Versioned Objects
Dag Hovland, Fredrik Chrislock
Bouvet Norway, Bergen, Norway


    In our work at Equinor, an oil and gas operator company, we are involved in the exchange of
information between contractors and operator during design and planning of new facilities,
or capital projects. We are part of a larger effort to get away from transferring documents and
rather transfer smaller pieces of information. The goal is that information about the facility
becomes less disconnected and that more of it can be processed by machines. It is also a goal
that the interaction between operator and contractor can be faster and more small-grained.
That is, smaller pieces of information can be transferred, not only complete documents.
    RDF is a strong candidate for the transfer and storage of this information.

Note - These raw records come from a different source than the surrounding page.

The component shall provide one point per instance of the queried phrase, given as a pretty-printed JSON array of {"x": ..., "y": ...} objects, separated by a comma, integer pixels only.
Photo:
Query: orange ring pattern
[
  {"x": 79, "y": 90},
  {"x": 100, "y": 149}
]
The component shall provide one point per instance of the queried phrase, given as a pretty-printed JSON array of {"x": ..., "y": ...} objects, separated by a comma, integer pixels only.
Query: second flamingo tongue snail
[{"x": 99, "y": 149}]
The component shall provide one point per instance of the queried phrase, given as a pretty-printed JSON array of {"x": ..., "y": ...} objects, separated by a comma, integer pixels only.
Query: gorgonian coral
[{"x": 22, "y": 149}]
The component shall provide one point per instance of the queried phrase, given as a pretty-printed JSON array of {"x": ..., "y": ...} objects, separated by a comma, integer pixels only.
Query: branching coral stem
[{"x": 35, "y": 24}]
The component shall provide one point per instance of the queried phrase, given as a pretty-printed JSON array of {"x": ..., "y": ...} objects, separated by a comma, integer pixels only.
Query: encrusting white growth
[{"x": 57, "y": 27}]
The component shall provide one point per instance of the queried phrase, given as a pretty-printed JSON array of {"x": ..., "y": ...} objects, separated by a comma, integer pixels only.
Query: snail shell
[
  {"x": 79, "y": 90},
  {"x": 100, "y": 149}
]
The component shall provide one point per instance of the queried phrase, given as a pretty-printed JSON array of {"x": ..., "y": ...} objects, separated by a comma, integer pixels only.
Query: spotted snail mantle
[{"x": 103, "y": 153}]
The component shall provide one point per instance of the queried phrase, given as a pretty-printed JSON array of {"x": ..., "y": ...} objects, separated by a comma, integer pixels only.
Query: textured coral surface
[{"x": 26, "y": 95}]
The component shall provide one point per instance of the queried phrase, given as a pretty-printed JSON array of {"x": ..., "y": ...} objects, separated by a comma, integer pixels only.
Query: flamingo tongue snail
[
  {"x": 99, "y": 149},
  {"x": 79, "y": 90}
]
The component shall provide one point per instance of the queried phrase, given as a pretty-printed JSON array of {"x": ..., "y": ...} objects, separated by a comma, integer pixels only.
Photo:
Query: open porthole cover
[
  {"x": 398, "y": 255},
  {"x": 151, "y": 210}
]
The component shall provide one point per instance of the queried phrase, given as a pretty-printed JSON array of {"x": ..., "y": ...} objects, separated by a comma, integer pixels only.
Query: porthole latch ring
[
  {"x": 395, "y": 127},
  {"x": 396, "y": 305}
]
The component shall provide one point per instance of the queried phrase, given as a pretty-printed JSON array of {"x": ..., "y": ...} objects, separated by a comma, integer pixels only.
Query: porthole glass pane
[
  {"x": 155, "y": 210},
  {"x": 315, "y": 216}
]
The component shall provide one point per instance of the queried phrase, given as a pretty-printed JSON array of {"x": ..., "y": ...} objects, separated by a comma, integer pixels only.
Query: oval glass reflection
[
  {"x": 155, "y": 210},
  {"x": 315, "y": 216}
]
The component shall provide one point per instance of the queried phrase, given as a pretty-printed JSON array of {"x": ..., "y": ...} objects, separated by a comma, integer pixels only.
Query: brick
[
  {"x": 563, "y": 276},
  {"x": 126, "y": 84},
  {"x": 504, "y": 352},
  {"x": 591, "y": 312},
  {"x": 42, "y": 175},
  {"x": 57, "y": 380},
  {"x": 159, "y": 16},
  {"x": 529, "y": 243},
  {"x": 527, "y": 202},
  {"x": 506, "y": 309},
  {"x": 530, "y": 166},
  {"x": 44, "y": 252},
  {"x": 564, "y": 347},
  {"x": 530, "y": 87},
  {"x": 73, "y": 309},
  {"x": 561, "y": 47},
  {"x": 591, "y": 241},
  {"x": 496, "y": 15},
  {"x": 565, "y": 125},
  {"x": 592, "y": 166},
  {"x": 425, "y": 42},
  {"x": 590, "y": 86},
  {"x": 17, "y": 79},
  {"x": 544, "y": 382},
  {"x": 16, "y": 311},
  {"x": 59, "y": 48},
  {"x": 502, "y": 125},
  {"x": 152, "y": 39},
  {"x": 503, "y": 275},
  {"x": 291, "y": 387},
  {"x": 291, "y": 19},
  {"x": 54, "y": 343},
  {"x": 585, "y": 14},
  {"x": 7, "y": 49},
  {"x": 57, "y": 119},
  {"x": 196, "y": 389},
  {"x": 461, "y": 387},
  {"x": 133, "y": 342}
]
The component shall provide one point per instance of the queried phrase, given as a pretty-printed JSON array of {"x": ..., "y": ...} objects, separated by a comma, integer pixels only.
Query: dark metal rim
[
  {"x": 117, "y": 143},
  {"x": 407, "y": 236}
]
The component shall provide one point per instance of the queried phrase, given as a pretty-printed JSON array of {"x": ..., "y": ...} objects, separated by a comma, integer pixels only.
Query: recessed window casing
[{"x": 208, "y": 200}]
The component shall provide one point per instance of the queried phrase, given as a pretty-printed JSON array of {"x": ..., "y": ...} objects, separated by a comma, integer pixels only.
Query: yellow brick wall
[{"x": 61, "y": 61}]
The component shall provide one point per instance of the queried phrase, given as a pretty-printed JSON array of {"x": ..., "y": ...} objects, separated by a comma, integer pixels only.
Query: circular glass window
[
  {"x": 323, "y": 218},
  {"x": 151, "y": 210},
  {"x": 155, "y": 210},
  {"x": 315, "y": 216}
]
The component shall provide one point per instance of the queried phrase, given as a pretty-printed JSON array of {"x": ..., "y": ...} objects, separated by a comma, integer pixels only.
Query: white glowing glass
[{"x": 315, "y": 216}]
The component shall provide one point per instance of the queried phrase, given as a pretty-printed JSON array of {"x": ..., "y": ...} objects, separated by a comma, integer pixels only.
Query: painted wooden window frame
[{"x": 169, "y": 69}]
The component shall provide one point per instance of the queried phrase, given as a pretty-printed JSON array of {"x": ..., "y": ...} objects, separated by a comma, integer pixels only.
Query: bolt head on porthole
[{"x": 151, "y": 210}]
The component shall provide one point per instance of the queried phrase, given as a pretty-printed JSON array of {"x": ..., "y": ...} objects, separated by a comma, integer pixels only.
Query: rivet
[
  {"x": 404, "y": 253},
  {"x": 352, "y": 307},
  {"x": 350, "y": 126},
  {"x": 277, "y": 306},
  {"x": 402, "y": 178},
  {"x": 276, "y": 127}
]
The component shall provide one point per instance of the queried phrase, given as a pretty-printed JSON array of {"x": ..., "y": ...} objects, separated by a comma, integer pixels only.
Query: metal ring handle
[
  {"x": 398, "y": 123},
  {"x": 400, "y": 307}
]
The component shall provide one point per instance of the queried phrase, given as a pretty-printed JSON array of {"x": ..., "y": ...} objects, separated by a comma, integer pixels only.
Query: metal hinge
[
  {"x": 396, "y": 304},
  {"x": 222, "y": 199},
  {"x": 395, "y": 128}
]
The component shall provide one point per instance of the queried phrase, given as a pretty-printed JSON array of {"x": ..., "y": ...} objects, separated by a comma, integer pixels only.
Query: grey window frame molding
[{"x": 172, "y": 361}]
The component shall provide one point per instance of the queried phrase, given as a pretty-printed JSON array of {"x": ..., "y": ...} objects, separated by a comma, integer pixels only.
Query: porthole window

However, it does
not fulfill our needs for maintaining the same dataset in different organizations. Specifically,
parts of the model, in different stages of development, will be exchanged between organizations
(e.g. operator and contractor) and between units, the parts will be extended, changed and
commented on simultaneously in these different organizations. It is not an option to maintain
a single RDF dataset that is directly edited by all partners. There are two reasons for this: i)
The contractor and operator do not wish to share their complete graph with each other and
ii) Multiple, differing, versions of the same model/graph must be possible to maintain, to be
able to explore diffferent design choices. A consequence of this requirement is that decorating
properties with identifiers of the dataset version, like in [3], is not sufficient.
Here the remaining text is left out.